Folha de S. Paulo


RONALDO PINHEIRO DE QUEIROZ

Projeto de dez medidas contra a corrupção deve ser aprovado integralmente pelo Congresso? SIM

OPORTUNIDADE ÚNICA DE TRANSFORMAÇÃO

O estado da arte é o seguinte: o Brasil amarga a 76ª posição no ranking de percepção da corrupção da Transparência Internacional; a ONU estima que R$ 200 bilhões são desviados por ano em nosso país, sendo que 67% do valor é do orçamento de saúde e educação; somos a sétima maior economia do mundo, mas ocupamos o 75ª lugar no ranking global do IDH (Índice de Desenvolvimento Humano); a escala nacional de transparência é de 5,21 (de 0 a 10).

Esses dados alarmantes fizeram o brasileiro perceber que a corrupção é o seu maior problema, à frente de saúde, educação e segurança, conforme pesquisa do Datafolha. É pelo desvio de recursos que o Estado deixa de prover outros direitos.

A situação ganha contornos dramáticos quando se verifica que a probabilidade de ser punido por corrupção no Brasil é de 3,17%, segundo estudo realizado por Carlos Higino de Alencar e Ivo Gico Jr, e a população carcerária de corruptos é de 0,2%, conforme censo do Ministério da Justiça.

Esse círculo vicioso existe porque a corrupção é um crime de baixo risco e alto lucro.

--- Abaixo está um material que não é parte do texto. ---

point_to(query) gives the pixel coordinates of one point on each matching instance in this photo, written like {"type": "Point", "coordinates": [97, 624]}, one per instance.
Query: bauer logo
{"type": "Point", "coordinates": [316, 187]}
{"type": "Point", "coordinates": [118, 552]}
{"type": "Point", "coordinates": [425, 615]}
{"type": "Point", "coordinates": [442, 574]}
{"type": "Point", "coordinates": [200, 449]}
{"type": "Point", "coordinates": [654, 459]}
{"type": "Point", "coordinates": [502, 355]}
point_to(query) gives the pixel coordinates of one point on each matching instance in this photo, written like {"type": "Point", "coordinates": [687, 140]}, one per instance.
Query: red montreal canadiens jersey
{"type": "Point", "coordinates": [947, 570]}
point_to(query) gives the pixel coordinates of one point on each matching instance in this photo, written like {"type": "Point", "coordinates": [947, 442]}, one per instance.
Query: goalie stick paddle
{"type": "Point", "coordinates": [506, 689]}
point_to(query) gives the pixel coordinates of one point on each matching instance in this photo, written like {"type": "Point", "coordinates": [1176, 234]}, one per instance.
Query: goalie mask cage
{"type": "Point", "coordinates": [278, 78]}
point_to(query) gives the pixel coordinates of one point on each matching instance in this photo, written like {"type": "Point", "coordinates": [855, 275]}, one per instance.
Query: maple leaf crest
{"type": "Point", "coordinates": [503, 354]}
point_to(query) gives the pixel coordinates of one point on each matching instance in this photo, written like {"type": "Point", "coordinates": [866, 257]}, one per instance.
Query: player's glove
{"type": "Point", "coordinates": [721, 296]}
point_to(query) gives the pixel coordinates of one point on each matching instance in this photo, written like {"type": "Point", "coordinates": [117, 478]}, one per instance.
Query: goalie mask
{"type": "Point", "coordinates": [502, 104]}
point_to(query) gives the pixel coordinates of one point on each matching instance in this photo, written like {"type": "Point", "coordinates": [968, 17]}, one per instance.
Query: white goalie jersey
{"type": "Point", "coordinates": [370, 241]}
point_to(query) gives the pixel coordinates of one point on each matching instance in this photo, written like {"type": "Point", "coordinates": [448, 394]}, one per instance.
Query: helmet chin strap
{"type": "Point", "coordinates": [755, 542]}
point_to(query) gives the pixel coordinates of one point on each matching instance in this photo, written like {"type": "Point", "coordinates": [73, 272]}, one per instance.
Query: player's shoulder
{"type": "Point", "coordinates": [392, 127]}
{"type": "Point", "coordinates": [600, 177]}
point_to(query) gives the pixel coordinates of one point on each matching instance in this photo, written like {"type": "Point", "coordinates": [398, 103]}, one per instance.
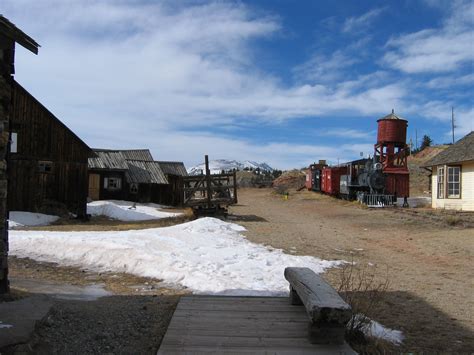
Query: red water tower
{"type": "Point", "coordinates": [391, 151]}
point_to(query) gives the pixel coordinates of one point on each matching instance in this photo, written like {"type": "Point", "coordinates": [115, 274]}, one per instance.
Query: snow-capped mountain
{"type": "Point", "coordinates": [219, 165]}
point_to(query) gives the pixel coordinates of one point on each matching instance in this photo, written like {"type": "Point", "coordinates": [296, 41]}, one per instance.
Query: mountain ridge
{"type": "Point", "coordinates": [218, 165]}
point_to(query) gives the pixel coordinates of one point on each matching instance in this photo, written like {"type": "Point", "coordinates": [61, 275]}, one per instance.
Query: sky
{"type": "Point", "coordinates": [277, 81]}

Os nossos sistemas normativo e de justiça, no plano estrutural, não têm mostrado uma mínima eficiência e, nesse ponto, sobressai-se um consenso: precisamos de reformas.

Foi nesse embalo que o Ministério Público Federal apresentou à sociedade as dez medidas contra a corrupção, com base na experiência adquirida nos grandes casos, como a Lava Jato, e em sintonia com as convenções internacionais e as reformas legislativas mundiais de efetivo impacto na prevenção e combate à corrupção.

Esse pacote foi entregue à sociedade, que o transformou em projeto de lei de iniciativa popular pela conquista de 2,2 milhões de assinaturas em apenas oito meses, um duplo recorde em quantidade de firmas e tempo de coleta.

Além dos cidadãos, mais de mil instituições públicas e privadas manifestaram expresso apoio ao projeto, como foi o caso da Transparência Internacional, organização mundialmente reconhecida pela atuação na área.

É com essa imensa carga de democracia participativa que o Congresso Nacional tem o desafio de apreciar o PL 4.850/2016, resgatando a esperança de um sistema mais eficiente, uma governança ética e uma cultura de maior intolerância com a confusão entre o público e o privado.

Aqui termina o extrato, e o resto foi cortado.